Of vast proportions and painted red,
And tied with cords to the back of his head.
— In a hollow rounded space it ended
With a luminous Lamp within suspended,
All fenced about
With a bandage stout
To prevent the wind from blowing it out; —
And with holes all round to send the light,
In gleaming rays on the dismal night.

And now each night, and all night long,
Over those plains still roams the Dong;
And above the wail of the Chimp and Snipe
You may hear the squeak of his plaintive pipe
While ever he seeks, but seeks in vain
To meet with his Jumbly Girl again;
Lonely and wild — all night he goes, —
The Dong with a luminous Nose!
And all who watch at the midnight hour,
From Hall or Terrace, or lofty Tower,
Cry, as they trace the Meteor bright,
Moving along through the dreary night, —
‘This is the hour when forth he goes,
‘The Dong with a luminous Nose!
‘Yonder — over the plain he goes;
‘He goes!
‘He goes;
‘The Dong with a luminous Nose!’

‘The Dong with a Luminous Nose’: summary and analysis

Edward Lear’s ‘The Dong with a Luminous Nose’ is a tragic love poem about a mysterious figure – the fictional Dong – who falls in love with a girl from a foreign land (she is one of the Jumblies, who feature in another poem by Lear). She leaves, and he is heartbroken. He was happy before he knew her, but when he fell in love with the Jumbly Girl, his life was changed forever. Such is love.

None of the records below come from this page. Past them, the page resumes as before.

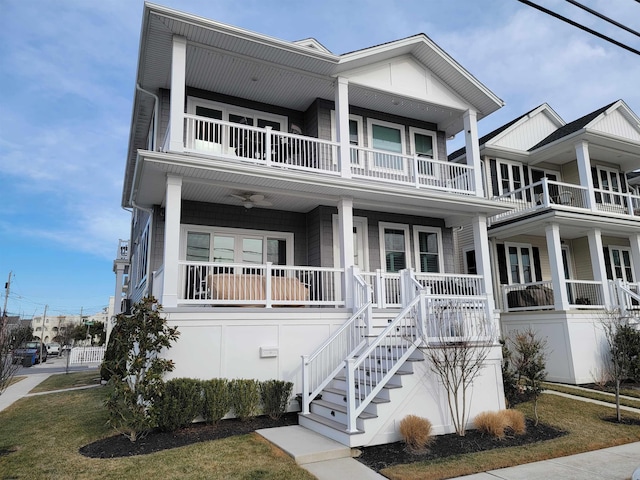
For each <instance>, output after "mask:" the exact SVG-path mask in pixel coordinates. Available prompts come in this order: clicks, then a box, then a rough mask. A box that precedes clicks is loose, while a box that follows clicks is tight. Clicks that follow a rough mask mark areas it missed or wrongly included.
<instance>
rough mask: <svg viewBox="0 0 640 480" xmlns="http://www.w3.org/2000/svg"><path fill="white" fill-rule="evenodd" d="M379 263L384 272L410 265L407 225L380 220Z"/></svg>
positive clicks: (404, 266)
mask: <svg viewBox="0 0 640 480" xmlns="http://www.w3.org/2000/svg"><path fill="white" fill-rule="evenodd" d="M379 227H380V247H381V248H380V255H381V265H382V268H383V269H384V271H386V272H399V271H400V270H403V269H405V268H409V267H410V266H411V263H410V258H409V252H410V249H409V226H408V225H403V224H398V223H385V222H380V224H379Z"/></svg>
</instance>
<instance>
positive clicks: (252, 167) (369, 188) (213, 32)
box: [114, 4, 512, 446]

The Jumblies arrived in the Dong’s land from foreign shores, having travelled across the sea in a sieve (warning: this is not an advisable mode of marine transportation, owing to holes). The Jumblies have green heads and blue hands, but we don’t know much else about their appearance. Lear peppers the verses of ‘The Dong with a Luminous Nose’ with plenty of fantastical details: the Bong-tree, the Zemmery Field, the Chankly Bore.

The Jumblies do a lot of dancing, with the Dong providing the music on his pipe. But then one day, the Jumblies all get back in their sieve and go home – the Jumbly Girl going with them, leaving the Dong behind to mourn her departure. He cannot accept that she is gone, and keeps his eyes fixed on the horizon, hoping for a sight of the sieve returning with the love of his life in it.

Towards the end of the poem, Lear tells us that the Dong constructed his famous luminous nose in response to this loss: he gathered bark from the Twangum tree and wove a nose for himself, painted red, and tied to the back of his head with cords. He then hung a glow-in-the-dark lamp in the nose and bandaged it so that the wind wouldn’t blow the flame of the lamp out (this was before electric lighting, of course!).

And the Dong, using his luminous nose as a sort of searchlight, wanders the land all night every night, in search of his Jumbly Girl.